* [PATCH v2 1/2] powerpc/watchdog: don't update the watchdog timestamp if a lockup is detected
2018-05-05 7:25 [PATCH v2 0/2] powerpc/watchdog: provide more data in watchdog messages Nicholas Piggin
@ 2018-05-05 7:25 ` Nicholas Piggin
2018-05-10 14:06 ` [v2, " Michael Ellerman
2018-05-05 7:26 ` [PATCH v2 2/2] powerpc/watchdog: provide more data in watchdog messages Nicholas Piggin
1 sibling, 1 reply; 4+ messages in thread
From: Nicholas Piggin @ 2018-05-05 7:25 UTC (permalink / raw)
To: linuxppc-dev; +Cc: Nicholas Piggin, Balbir Singh
The watchdog heartbeat timestamp is updated when the local heartbeat
timer fires (or touch_nmi_watchdog() is called).

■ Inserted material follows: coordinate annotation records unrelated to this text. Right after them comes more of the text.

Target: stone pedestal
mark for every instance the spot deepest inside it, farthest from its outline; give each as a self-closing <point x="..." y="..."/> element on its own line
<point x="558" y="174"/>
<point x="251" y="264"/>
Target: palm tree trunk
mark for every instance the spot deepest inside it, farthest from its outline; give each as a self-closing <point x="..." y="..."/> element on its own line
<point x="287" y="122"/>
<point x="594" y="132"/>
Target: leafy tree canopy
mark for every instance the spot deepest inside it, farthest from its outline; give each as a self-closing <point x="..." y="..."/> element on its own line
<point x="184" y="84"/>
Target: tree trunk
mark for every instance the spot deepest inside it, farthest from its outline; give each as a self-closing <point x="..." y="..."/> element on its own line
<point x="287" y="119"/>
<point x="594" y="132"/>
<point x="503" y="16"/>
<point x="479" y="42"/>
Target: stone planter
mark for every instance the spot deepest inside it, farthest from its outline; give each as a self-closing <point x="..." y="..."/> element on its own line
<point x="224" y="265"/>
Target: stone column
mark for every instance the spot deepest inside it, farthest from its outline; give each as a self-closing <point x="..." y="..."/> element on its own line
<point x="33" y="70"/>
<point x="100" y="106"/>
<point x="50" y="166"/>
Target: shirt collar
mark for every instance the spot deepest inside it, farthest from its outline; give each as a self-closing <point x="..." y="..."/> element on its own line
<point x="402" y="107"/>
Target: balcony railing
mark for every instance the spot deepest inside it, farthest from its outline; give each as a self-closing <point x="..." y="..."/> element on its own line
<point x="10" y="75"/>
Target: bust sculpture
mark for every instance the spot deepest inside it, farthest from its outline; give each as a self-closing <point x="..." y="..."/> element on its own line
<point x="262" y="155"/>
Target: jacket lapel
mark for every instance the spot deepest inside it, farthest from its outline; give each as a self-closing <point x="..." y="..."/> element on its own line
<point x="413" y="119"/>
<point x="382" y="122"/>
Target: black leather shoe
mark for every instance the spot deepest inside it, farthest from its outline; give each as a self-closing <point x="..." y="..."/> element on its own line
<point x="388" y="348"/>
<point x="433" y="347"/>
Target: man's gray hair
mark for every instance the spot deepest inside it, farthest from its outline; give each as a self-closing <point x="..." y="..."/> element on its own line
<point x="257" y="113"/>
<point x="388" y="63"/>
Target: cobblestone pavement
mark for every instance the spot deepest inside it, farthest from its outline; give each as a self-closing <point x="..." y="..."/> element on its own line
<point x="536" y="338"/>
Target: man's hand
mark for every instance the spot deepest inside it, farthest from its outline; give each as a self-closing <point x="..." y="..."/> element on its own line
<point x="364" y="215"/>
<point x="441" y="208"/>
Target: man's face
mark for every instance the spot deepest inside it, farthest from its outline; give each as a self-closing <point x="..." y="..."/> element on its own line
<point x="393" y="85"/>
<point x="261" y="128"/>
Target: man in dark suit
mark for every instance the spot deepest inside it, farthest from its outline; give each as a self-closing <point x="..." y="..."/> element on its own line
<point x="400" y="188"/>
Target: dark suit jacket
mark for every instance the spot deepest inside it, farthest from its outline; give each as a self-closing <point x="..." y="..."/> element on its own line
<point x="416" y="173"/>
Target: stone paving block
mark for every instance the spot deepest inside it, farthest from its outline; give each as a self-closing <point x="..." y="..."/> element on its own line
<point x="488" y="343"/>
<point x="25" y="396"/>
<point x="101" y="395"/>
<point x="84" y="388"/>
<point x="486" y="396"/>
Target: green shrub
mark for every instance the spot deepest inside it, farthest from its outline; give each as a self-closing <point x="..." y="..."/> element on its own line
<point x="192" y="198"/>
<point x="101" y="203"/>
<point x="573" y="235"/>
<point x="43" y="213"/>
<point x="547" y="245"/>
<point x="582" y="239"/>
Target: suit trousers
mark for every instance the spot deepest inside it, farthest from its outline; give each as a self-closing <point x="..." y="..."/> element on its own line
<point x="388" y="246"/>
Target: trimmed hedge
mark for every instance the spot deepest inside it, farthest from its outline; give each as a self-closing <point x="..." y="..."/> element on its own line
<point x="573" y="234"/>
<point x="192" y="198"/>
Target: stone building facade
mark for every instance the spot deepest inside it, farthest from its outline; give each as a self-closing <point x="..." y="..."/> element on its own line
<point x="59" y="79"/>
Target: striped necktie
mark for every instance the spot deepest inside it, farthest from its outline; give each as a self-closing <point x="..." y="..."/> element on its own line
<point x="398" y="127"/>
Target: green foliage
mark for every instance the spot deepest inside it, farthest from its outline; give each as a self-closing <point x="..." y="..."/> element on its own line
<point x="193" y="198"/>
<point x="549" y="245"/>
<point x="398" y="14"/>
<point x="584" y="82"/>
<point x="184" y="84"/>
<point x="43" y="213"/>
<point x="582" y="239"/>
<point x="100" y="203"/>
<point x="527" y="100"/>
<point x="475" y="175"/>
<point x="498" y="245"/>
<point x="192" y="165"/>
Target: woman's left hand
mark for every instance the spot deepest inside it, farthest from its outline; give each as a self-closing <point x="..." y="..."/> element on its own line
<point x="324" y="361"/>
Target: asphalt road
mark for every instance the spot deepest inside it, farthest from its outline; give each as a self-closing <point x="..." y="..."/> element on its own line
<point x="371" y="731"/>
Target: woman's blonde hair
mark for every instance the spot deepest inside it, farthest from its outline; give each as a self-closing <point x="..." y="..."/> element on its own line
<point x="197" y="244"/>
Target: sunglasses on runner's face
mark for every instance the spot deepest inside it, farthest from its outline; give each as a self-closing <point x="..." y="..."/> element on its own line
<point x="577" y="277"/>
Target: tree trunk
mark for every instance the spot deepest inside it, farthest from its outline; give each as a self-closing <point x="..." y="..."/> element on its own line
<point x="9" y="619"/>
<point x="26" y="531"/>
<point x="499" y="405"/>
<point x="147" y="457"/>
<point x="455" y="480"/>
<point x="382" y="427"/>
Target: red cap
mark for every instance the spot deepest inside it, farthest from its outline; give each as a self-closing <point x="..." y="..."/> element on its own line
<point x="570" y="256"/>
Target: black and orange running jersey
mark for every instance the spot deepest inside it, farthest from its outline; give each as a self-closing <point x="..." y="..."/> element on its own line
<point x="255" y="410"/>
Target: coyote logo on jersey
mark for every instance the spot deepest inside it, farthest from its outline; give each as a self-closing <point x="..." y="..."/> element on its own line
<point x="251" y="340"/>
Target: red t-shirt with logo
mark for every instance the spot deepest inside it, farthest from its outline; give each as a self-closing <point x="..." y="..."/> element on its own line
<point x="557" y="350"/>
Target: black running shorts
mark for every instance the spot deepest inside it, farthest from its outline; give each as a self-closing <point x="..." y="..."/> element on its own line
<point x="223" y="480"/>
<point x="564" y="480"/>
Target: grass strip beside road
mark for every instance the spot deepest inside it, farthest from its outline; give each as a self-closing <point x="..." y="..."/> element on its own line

This is an interesting data point, so don't overwrite it when the
soft-NMI interrupt detects a hard lockup. That code came from a pre-
merge version to prevent hard lockup messages flood, but that's taken
care of with the stuck CPU logic now, so there is no reason to
update the heartbeat timestamp here.
Signed-off-by: Nicholas Piggin <npiggin@gmail.com>
---
arch/powerpc/kernel/watchdog.c | 2 --
1 file changed, 2 deletions(-)
diff --git a/arch/powerpc/kernel/watchdog.c b/arch/powerpc/kernel/watchdog.c
index 6256dc3b0087..0bc701f9ab35 100644
--- a/arch/powerpc/kernel/watchdog.c
+++ b/arch/powerpc/kernel/watchdog.c
@@ -245,8 +245,6 @@ void soft_nmi_interrupt(struct pt_regs *regs)
tb = get_tb();
if (tb - per_cpu(wd_timer_tb, cpu) >= wd_panic_timeout_tb) {
- per_cpu(wd_timer_tb, cpu) = tb;
-
wd_smp_lock(&flags);
if (cpumask_test_cpu(cpu, &wd_smp_cpus_stuck)) {
wd_smp_unlock(&flags);
--
2.17.0
^ permalink raw reply related [flat|nested] 4+ messages in thread
* [PATCH v2 2/2] powerpc/watchdog: provide more data in watchdog messages
2018-05-05 7:25 [PATCH v2 0/2] powerpc/watchdog: provide more data in watchdog messages Nicholas Piggin
2018-05-05 7:25 ` [PATCH v2 1/2] powerpc/watchdog: don't update the watchdog timestamp if a lockup is detected Nicholas Piggin
@ 2018-05-05 7:26 ` Nicholas Piggin
1 sibling, 0 replies; 4+ messages in thread
From: Nicholas Piggin @ 2018-05-05 7:26 UTC (permalink / raw)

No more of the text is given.